Two years on both Charlie and Barbara remain committed to teaching children and adults about life on the farm. The couple have lived and farmed at Wayside near Kings Langley for 30 year's, and there have been many changes in that time. From taking on the tenancy in 1980 and having a few chickens, 17 cows and managing an area of 62 acres, they now have a Jersey herd of 75 in milk and manage 156 acres.

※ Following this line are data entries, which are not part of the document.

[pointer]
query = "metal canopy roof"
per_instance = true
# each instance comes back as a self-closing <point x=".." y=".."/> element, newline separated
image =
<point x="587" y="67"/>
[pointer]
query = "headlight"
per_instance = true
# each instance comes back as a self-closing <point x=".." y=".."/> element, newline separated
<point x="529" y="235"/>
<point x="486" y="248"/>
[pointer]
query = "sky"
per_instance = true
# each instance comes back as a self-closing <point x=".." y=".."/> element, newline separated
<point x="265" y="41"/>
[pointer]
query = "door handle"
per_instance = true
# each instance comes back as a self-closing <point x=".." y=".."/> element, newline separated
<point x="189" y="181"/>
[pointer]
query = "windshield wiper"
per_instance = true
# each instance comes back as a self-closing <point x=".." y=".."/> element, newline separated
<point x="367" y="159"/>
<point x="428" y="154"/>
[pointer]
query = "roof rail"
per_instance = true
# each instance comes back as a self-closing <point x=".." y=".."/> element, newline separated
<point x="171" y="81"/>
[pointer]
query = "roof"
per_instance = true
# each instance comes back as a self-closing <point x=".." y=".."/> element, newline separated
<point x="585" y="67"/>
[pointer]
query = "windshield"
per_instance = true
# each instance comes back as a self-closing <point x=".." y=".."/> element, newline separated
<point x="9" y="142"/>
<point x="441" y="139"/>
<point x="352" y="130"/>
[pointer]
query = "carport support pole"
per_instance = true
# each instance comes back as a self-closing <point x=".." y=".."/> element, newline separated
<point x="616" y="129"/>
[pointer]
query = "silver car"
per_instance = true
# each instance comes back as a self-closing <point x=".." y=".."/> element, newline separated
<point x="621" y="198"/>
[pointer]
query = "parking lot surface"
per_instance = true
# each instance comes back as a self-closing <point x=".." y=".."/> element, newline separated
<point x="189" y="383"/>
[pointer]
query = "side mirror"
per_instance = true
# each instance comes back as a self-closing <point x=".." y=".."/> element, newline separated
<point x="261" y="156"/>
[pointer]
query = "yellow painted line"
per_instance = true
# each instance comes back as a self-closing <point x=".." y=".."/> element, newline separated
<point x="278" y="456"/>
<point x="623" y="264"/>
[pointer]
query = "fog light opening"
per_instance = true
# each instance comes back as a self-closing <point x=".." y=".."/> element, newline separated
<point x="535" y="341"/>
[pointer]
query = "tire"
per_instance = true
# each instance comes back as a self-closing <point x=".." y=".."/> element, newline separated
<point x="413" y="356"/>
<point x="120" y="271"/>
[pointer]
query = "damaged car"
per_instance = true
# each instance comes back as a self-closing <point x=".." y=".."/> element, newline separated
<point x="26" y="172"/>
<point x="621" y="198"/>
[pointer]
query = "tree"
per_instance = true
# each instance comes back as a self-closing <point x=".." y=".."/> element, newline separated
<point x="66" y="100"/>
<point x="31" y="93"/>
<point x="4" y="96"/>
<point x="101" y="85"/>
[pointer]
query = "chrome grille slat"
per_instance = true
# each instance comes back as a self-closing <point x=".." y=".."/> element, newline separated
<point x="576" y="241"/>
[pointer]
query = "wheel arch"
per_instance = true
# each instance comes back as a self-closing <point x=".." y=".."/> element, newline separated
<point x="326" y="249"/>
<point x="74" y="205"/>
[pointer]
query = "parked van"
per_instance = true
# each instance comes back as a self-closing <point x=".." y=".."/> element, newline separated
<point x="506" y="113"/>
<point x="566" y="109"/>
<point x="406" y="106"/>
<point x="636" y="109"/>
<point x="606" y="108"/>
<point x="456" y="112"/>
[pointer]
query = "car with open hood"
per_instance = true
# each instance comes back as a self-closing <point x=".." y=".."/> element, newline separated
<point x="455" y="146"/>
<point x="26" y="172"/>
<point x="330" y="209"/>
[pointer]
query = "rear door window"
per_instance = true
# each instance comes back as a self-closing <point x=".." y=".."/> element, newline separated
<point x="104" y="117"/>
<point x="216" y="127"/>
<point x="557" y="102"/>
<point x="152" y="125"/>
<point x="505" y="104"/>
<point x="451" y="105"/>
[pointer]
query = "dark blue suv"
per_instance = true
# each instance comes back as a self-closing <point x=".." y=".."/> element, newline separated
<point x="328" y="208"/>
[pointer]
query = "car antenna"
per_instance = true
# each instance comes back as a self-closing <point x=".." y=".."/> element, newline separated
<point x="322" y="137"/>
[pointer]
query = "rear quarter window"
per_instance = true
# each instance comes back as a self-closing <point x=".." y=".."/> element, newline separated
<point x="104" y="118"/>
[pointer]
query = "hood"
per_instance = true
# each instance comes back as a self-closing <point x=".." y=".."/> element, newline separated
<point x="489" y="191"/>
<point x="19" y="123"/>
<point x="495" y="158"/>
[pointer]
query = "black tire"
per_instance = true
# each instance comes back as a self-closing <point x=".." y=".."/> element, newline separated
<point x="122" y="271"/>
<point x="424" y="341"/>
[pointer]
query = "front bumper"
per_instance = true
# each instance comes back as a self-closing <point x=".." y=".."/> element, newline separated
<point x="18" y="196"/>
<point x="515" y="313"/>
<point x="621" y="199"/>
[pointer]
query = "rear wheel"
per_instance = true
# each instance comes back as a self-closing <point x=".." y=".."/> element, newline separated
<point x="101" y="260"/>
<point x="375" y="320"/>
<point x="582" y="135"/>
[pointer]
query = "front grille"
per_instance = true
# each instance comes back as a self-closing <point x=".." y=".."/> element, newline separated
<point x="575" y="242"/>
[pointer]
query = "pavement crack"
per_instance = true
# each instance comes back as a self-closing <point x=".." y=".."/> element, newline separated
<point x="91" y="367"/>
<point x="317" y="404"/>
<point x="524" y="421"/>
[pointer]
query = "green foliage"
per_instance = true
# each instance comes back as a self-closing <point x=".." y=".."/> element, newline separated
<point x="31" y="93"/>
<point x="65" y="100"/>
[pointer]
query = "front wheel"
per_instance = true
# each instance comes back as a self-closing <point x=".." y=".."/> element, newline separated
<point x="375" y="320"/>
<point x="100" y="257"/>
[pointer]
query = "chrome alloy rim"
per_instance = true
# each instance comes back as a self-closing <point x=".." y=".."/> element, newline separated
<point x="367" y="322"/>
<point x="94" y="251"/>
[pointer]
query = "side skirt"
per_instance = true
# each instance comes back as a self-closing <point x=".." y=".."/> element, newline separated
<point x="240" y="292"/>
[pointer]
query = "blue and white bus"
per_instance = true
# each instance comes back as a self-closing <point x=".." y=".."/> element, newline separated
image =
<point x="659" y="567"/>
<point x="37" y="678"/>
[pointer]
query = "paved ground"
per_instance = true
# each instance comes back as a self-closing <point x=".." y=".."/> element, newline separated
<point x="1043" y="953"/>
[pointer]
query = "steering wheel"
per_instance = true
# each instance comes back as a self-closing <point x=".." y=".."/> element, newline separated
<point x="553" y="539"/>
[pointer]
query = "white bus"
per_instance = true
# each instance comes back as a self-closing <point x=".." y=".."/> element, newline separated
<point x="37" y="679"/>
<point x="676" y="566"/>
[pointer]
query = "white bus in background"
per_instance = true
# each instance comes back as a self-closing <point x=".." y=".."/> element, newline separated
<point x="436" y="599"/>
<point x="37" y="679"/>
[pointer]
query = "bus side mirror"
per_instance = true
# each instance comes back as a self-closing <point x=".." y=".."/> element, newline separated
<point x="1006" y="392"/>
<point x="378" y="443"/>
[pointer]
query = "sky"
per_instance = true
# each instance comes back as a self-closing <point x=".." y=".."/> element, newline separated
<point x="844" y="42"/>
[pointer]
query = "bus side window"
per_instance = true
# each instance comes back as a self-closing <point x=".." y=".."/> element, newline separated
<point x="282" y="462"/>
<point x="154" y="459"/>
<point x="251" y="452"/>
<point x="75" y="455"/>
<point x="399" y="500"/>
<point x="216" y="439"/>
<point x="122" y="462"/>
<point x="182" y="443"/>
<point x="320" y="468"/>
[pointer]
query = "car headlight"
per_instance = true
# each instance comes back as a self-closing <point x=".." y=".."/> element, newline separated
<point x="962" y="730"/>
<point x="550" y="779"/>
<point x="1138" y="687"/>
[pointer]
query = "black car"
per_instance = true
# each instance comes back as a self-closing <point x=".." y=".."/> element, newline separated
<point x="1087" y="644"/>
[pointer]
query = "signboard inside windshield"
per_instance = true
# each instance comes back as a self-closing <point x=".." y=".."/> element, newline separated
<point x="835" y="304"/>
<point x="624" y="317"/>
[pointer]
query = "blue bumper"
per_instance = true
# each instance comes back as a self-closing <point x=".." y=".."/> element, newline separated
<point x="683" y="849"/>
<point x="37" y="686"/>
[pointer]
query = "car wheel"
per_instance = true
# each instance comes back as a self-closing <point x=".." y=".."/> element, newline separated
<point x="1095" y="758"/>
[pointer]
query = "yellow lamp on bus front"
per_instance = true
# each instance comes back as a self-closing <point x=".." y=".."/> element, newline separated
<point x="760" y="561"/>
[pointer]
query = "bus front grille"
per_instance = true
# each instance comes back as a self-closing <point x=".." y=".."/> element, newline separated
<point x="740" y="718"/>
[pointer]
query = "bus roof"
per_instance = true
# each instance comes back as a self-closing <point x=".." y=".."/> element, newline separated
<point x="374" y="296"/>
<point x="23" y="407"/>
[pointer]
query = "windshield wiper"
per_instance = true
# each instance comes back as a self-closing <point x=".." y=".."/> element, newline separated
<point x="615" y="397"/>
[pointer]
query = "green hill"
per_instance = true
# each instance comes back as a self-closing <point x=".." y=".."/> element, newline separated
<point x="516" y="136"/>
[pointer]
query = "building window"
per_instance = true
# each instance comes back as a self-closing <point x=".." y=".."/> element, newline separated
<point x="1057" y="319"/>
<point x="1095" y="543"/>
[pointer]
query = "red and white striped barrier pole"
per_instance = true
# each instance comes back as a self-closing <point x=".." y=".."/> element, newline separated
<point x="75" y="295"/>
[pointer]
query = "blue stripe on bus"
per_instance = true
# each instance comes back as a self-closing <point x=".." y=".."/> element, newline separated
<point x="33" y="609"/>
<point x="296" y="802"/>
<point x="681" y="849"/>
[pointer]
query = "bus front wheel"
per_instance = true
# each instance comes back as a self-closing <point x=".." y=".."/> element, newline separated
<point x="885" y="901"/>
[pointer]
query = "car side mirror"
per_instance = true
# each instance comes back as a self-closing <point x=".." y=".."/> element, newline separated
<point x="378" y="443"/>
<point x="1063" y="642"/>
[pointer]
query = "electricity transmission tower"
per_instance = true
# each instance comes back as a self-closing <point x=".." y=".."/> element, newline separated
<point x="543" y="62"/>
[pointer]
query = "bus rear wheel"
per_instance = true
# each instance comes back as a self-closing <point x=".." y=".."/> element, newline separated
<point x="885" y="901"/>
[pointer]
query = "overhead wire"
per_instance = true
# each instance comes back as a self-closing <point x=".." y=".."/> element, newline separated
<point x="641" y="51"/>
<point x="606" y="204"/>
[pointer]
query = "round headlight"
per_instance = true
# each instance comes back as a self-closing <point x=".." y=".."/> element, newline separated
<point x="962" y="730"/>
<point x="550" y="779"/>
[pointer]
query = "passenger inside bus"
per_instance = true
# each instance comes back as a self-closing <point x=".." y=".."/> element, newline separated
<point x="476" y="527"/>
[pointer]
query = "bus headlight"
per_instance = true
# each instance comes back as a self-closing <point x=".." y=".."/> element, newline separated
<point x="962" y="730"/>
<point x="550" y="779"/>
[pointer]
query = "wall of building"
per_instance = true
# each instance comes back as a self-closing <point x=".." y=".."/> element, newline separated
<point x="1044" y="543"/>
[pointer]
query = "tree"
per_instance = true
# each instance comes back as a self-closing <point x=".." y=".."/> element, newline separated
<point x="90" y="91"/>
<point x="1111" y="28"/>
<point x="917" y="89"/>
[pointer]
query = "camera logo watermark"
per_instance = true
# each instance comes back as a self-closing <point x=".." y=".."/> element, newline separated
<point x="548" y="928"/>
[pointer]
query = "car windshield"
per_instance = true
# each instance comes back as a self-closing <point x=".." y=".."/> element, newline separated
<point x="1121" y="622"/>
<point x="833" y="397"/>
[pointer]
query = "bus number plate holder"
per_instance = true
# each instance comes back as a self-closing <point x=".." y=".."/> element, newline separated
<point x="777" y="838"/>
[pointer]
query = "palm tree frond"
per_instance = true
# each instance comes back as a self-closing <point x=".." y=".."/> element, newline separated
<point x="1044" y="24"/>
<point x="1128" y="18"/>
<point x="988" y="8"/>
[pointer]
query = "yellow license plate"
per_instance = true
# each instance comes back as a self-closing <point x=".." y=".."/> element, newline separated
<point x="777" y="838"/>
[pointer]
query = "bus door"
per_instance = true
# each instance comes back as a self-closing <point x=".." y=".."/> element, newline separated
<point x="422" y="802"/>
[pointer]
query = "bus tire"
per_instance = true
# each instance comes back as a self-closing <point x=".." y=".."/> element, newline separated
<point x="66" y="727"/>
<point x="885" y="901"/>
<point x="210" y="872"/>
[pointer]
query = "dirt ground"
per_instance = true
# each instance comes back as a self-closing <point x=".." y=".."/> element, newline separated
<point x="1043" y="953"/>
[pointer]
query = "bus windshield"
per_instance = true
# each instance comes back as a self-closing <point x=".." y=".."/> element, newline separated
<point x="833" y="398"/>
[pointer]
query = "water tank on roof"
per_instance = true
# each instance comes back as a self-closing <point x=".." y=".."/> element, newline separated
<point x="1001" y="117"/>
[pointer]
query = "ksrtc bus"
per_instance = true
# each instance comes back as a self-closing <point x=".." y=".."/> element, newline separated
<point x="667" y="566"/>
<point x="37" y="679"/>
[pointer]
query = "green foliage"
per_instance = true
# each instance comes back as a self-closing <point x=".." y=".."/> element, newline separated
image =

Recently Charlie has taken the CEVAS (Countryside Educational Visits Accreditation Scheme) course. Run by FACE, a registered charity whose main aim is to educate children about farming and rural life. It has given Charlie the freedom to carry out his good work with the public on a day-to-day basis. The course covers preparing for visits, food and farming, the National Curriculum and talking to students and teachers. Charlie said “it wasn’t an easy course, but I am so pleased to have completed it successfuly, and I would recomend it to any farmer interested in helping edcuate the next generation about farming and agriculture. I learnt a lot whilst on the two day course, and it has aided my work greatly. Looking back It was definitely worth while doing”. Both Charlie and Barbara carry out their fantastic work educating the South East’s school children without any financial incentive, yet in an industry such as theirs time is so valuable in order to be productive.

Charlie’s view of farming is that it’s a way of life, nevertheless he worries that the same opportunities don’t exist for prospective farmers today.
Charlie said “We built the farm up from nothing, people couldn’t do today what we did 30 years ago here at Wayside - the start up costs would just be far too high. I find it sad since it’s such a fantastic way of life”.